Friday, October 29, 2010

A “Nobel” Way to Avoid Cancer

Have you heard of telomeres yet? I’ve written about them and lectured to the World Conference on Anti-Aging. It’s big news in the world of anti-aging. In fact, research into telomeres won the Nobel Prize for Medicine in 2009.

I call telomeres “countdown clocks” because they determine how long your cells can live. Each time a cell divides, your DNA copies itself. Telomeres are caps on the ends of your DNA strands that lay down the blueprint for the copies.

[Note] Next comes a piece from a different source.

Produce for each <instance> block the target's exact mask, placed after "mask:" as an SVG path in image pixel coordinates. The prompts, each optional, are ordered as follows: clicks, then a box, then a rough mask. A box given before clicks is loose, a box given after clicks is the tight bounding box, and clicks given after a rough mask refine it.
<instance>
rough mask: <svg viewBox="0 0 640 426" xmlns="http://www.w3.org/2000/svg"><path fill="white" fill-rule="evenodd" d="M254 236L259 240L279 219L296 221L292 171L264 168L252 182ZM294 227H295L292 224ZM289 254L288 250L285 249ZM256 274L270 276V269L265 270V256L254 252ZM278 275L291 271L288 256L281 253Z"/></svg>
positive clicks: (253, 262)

But, each time your cells divide, a little bit of each telomere is used up, and each gets a tiny bit shorter. When your telomeres become too short, DNA can’t copy itself correctly, and the cell stops dividing… and it dies. Overall, the shorter your telomeres, the “older” your body is, regardless of your actual age.1

You can alter your aging clock by how you eat and how you live. Obesity and smoking will shorten your telomeres and speed up your countdown clock. But exercise appears to slow telomere shortening,2 which slows your clock down, too.

This is all great news because we now know the mechanism by which you age, and we can alter it. But there’s another reason this is so significant…

A new study published in the Journal of the American Medical Association found that longer telomeres can dramatically reduce your risk of cancer.3

There’s a lot of evidence linking short telomeres to a higher risk of cancer. For instance:

A Virginia study found that breast cancer cells had shorter telomeres than normal cells.4
A research team at Harvard discovered that having short telomeres nearly doubled the risk for bladder cancer.5
According to Japanese researchers, cancers of the mouth begin in cells with short telomeres.6
Even colon cancer cells have shorter telomeres.7
Here’s where that new Italian study comes in, because it measured overall cancer risk. These doctors found that people with the longest telomeres were the least likely to develop cancer. In fact, they were more than 10 times less likely to develop cancer than people with short telomeres.8

And people with short telomeres are twice as likely to die from cancer.

By taking a few simple steps to promote longer telomeres, you may boost your chances of enjoying your extra years cancer-free.

Exercise is one of the best ways to slow the aging of your cells to a crawl and reduce your risk of cancer. One reason was discovered by researchers in Germany. They found that intensive exercise keeps your cardiovascular system from aging by preventing shortening of telomeres.9

Another comes from a study done at the University of California in San Francisco. It found that vigorous exertion protects you from high stress by protecting your telomeres.10

Feeding yourself properly can also lengthen your telomeres. Cold-water, high-fat fish like mackerel, wild salmon, lake trout and herring are good sources of omega-3, which can lengthen your telomeres.11 Also, you can eat plenty of raw nuts and seeds. Walnuts, brazil nuts, almonds and pumpkin seeds are some of my favorites.

Besides exercise and eating the right foods, did you know that supplements also offer protection for your telomeres?

For example, according to the National Institutes of Health, women who simply take a multivitamin have 5 percent longer telomeres than those who don’t.12

And nutrients – such as vitamins C and E and resveratrol – also appear to slow the shortening of telomeres.13,14

One vitamin is actually linked with lengthening your telomeres, and you don’t even need a pill to get it. It’s vitamin D.15 Just 10 minutes in the sun gets you 10,000 units.